“丸の内の大家さん”とも称される三菱地所ですが、この10年にわたって株価が下落し続けています。それによって実質PBRは0.4倍という割安な水準となっています。この割安さに、今来日中のバフェットも注目するのではないかと私は考えています。(『 バリュー株投資家の見方|つばめ投資顧問 バリュー株投資家の見方|つばめ投資顧問 』栫井駿介)
プロフィール:栫井駿介(かこいしゅんすけ)
株式投資アドバイザー、証券アナリスト。1986年、鹿児島県生まれ。県立鶴丸高校、東京大学経済学部卒業。大手証券会社にて投資銀行業務に従事した後、2016年に独立しつばめ投資顧問設立。2011年、証券アナリスト第2次レベル試験合格。2015年、大前研一氏が主宰するBOND-BBTプログラムにてMBA取得。
三菱地所の事業内容
改めて三菱地所がどのような事業を行っているか見てみます。
不動産業には主に「賃貸」と「分譲」がありますが、三菱地所は賃貸が主となっています。
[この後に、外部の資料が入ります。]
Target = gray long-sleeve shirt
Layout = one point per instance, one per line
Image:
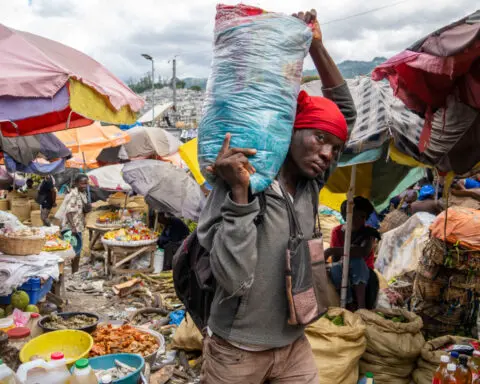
(248, 260)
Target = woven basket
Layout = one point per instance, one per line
(4, 205)
(21, 246)
(34, 206)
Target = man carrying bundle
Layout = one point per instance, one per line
(249, 338)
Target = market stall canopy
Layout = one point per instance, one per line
(24, 150)
(440, 74)
(144, 142)
(7, 178)
(160, 109)
(94, 137)
(38, 167)
(46, 86)
(378, 111)
(109, 177)
(166, 188)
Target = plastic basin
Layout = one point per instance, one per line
(108, 361)
(73, 344)
(67, 315)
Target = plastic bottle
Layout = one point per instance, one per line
(441, 371)
(106, 379)
(463, 373)
(59, 370)
(450, 376)
(7, 376)
(367, 379)
(454, 357)
(83, 373)
(475, 365)
(35, 330)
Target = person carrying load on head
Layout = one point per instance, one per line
(251, 335)
(362, 256)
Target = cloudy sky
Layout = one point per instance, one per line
(116, 32)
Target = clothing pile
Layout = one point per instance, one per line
(447, 282)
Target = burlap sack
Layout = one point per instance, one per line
(187, 336)
(337, 349)
(392, 348)
(389, 339)
(429, 359)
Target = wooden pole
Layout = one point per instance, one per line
(348, 238)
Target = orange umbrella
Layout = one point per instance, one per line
(94, 137)
(85, 159)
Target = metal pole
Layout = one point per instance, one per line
(153, 92)
(348, 237)
(174, 84)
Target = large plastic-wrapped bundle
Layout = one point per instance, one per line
(253, 87)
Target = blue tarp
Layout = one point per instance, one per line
(35, 167)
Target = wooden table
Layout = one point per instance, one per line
(95, 234)
(118, 255)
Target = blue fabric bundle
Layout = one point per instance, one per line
(252, 91)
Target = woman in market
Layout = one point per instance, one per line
(76, 206)
(362, 255)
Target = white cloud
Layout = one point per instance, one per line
(116, 32)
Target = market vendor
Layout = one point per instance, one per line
(426, 202)
(469, 187)
(362, 256)
(174, 232)
(249, 338)
(46, 198)
(75, 207)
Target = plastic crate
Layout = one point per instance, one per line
(36, 291)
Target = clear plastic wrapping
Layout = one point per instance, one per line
(253, 87)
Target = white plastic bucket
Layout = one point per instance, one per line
(158, 260)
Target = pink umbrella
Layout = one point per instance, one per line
(46, 86)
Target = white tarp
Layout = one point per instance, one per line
(401, 248)
(109, 177)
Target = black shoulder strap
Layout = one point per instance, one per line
(262, 199)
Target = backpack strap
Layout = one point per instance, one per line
(262, 199)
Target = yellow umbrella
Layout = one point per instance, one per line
(188, 152)
(94, 137)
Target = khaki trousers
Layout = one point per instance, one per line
(226, 364)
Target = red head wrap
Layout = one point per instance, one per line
(315, 112)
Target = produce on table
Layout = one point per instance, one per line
(20, 299)
(336, 320)
(32, 308)
(26, 232)
(124, 339)
(55, 243)
(137, 233)
(73, 322)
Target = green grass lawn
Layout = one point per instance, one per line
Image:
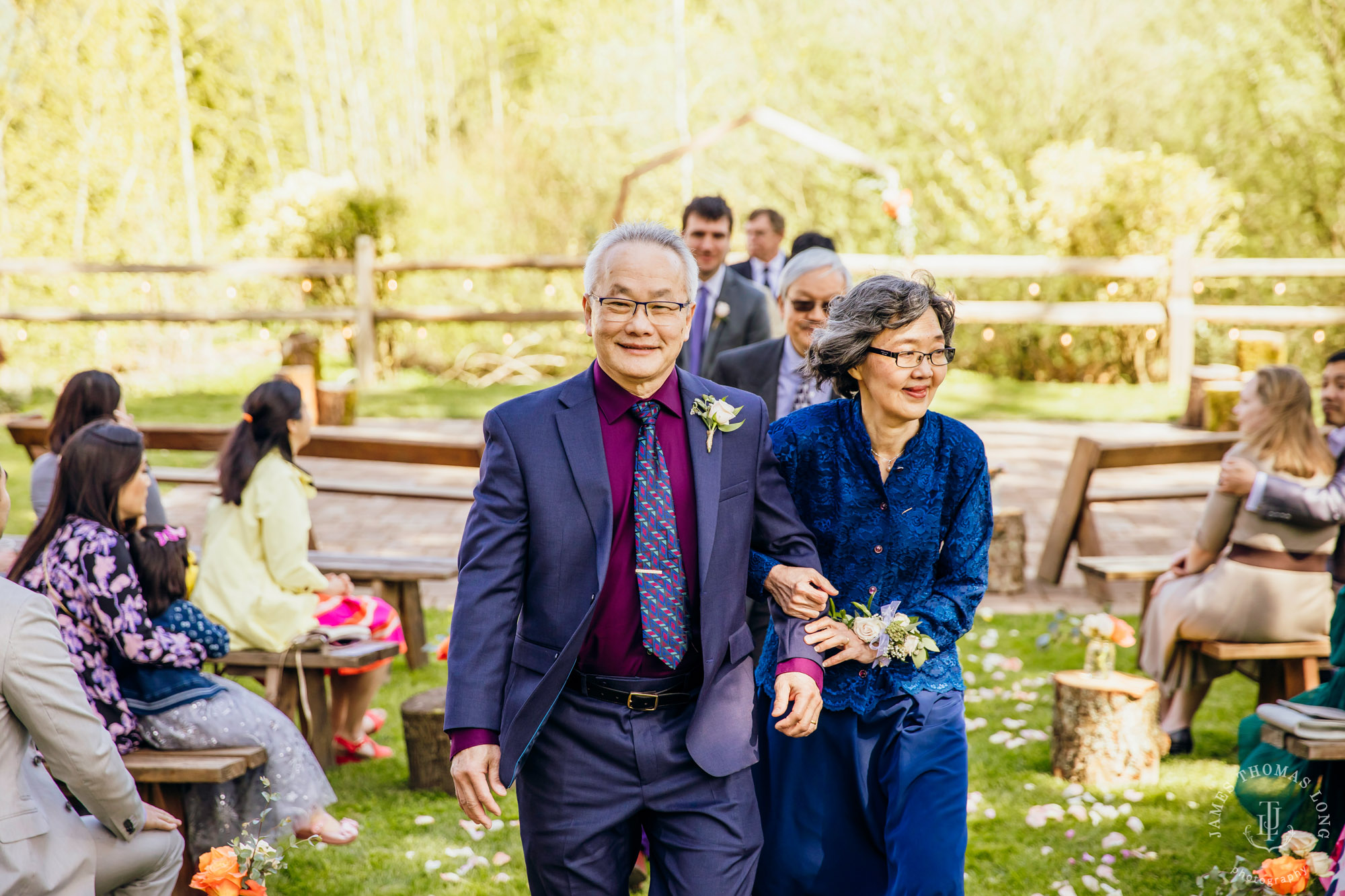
(1004, 857)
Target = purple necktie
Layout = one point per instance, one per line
(658, 559)
(697, 343)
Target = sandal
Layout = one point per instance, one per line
(375, 720)
(332, 831)
(360, 751)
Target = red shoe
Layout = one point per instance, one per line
(360, 751)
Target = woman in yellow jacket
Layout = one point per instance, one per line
(255, 573)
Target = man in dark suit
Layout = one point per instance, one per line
(773, 369)
(731, 310)
(601, 655)
(766, 259)
(1276, 498)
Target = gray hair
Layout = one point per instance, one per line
(879, 303)
(650, 232)
(810, 260)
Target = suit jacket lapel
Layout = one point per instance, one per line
(582, 435)
(705, 473)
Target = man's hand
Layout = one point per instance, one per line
(477, 772)
(159, 819)
(827, 633)
(1237, 477)
(808, 704)
(801, 592)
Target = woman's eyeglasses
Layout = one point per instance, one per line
(658, 313)
(939, 357)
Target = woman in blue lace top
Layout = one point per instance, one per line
(899, 501)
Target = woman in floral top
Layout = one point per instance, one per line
(80, 557)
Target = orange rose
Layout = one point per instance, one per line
(1285, 874)
(219, 874)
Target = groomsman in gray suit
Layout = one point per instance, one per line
(731, 310)
(773, 369)
(126, 848)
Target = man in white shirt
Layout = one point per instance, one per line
(731, 311)
(1276, 498)
(766, 259)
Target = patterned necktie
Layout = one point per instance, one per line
(804, 397)
(697, 343)
(658, 559)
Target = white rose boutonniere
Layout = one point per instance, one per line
(718, 415)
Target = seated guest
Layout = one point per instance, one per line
(731, 310)
(1273, 583)
(255, 573)
(126, 846)
(88, 396)
(766, 260)
(812, 240)
(185, 709)
(773, 369)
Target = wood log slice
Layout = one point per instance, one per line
(427, 743)
(1008, 552)
(1105, 731)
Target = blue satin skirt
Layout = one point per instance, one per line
(870, 803)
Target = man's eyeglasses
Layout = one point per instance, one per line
(939, 357)
(658, 313)
(805, 306)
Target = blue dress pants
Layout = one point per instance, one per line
(870, 803)
(599, 772)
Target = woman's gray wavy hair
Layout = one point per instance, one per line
(879, 303)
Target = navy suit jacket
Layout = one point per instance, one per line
(536, 551)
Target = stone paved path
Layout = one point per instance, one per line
(1034, 456)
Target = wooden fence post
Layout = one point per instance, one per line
(1182, 314)
(367, 343)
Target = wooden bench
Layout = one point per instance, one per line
(349, 443)
(1285, 670)
(1312, 749)
(280, 674)
(163, 776)
(396, 580)
(1075, 524)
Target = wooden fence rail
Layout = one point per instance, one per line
(1179, 313)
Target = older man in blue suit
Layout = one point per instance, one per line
(601, 654)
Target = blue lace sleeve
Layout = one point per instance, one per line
(188, 619)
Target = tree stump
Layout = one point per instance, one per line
(1008, 552)
(1105, 731)
(302, 348)
(1221, 397)
(427, 743)
(337, 404)
(1202, 374)
(1261, 348)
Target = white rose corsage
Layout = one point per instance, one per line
(895, 635)
(718, 415)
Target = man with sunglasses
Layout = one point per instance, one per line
(771, 369)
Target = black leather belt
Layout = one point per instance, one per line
(641, 700)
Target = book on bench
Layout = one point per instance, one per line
(1292, 719)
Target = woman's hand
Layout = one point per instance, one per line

大手町パークビルや山王パークタワー、丸ビル、新丸ビルと、都心の一等地を押さえていて、歴史もある企業です。
業績好調なのになぜ株価が下がるのか
三菱地所の過去10年のチャートです。

三菱地所<8802> 月足(SBI証券提供)
10年前は一時3,200円あったものが今は1,600円なので、約半分になってしまっています。
しかし、業績は実は右肩上がりです。

三菱地所<8802> 業績(SBI証券提供)
これを見ると、今は割安に見えます。
PBRは1倍程度ということで、この時点で割安感は漂っています。
業績も伸びていて地盤も盤石なのになぜ株価が下がっているのでしょうか。
<不動産価格下落の懸念>
コロナ禍以降、不動産価格の下落が懸念されています。
足元では空室率が上がっていて、コロナ禍でのリモートワークの浸透でオフィスビルの需要が減るのではないかという見方もあります。
また、2023年に、特に都心を中心に多くの大規模なビルのオフィスの供給があります。
リモートワークが浸透してきている中でのオフィスの大量供給で、価格が下がる可能性があり、空室率の上昇という形で現れています。
そもそも「不動産は大丈夫なのか?」という考えが大勢を占めている状況です。
<金利上昇リスク>
金利が上がると、お金の流れが停滞し、結果的に物件価格が下がると言われています。
三菱地所も同じように借り入れによって資金を調達しているので、金利が上がると支払利息が増えて財務が悪化することも懸念されています。
<成長性に疑問>
丸の内という都心の一等地でやってきましたが、逆に言うとそこから大きく出ていないので、エリアが限られていて成長が難しいのではないかと言われています。